Notice predictive performance improves through ten trees and then tails off with very limited improvment beyond that point. In our experience, if performance is not at an acceptable level after 50 bagging iterations, then we suggest trying other more powerfully predictive ensemble methods such as random forests and boosting.

Although bagging usually improves predictive performance for unstable models, there are a few caveats. First, computational costs and memory requirements increase as the number of bootstrap samples increases. This disadvantage can be mostly mitigated if the modeler has access to parallel computing because the bagging process can be easily parallelized. Another disadvantage to this approach is that a bagged model is much less interpretable than a model that is not bagged. However, measures of variable importance can be constructed by combining measures of importrance from the individual models across the ensemble.

8.5 Random Forests

Bagging trees (or any high variance, low bias technique) improves predictive performance over a single tree by reducing variance of the prediction. Generating bootstrap samples introduces a random component into the tree building process, which induces a distribution of trees, and therefore also a distribution of predicted values for each sample. The trees in bagging, however, are not completely independent of each other since all of the original predictors are considered at every split of every tree. One can imagine that if we start with a sufficiently large number of original samples and a relationship between predictors and response that can be adequately modeled by a tree, then trees from different bootstrap samples may have similar structures to each other due to the underlying relationship. This characteristic is known as tree correlation and prevents bagging from optimally reducing variance of the predicted values. Reducing correlation among trees, known as de-correlating trees, is then the next logical step to improving the performance of bagging.
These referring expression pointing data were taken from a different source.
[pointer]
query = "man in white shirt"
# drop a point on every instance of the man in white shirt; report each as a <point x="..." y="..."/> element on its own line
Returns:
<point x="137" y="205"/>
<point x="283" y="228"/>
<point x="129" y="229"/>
From a statistical perspective, reducing correlation among predictors can be done by adding randomness to the tree construction process. A general random forests algorithm for a tree-based model can be implemented as below.

Select the number of models to build, m
for i = 1 to m do
    Generate a bootstrap sample of the original data
    Train a tree model on this sample
    for each split do
        Randomly select k (<p) of the original predictors
        Select the best predictor among the k predictors and partition the data
    end
    Use typical tree model stopping criteria to determine when a tree is complete (but do not prune)
end

Random forests' tuning parameter is the number of randomly selected predictors, k, to choose from at each split, and is commonly referred to as $m_{try}$. In the regression context, it is suggested to set $m_{try}$ to be one-third of the number of predictors. For the purpose of tuning the $m_{try}$ parameter, since random forests is computationally intensive, we suggest starting with five values of k that are somewhat evenly spaced across the range from 2 to p. The practioner must also specify the number of trees for the forest. It is proved that random forests is protected from over-fitting. Practically speaking, the larger the forest, the more computational burden we will incur to train and build the model. As a starting point, we suggest using at least 1000 trees.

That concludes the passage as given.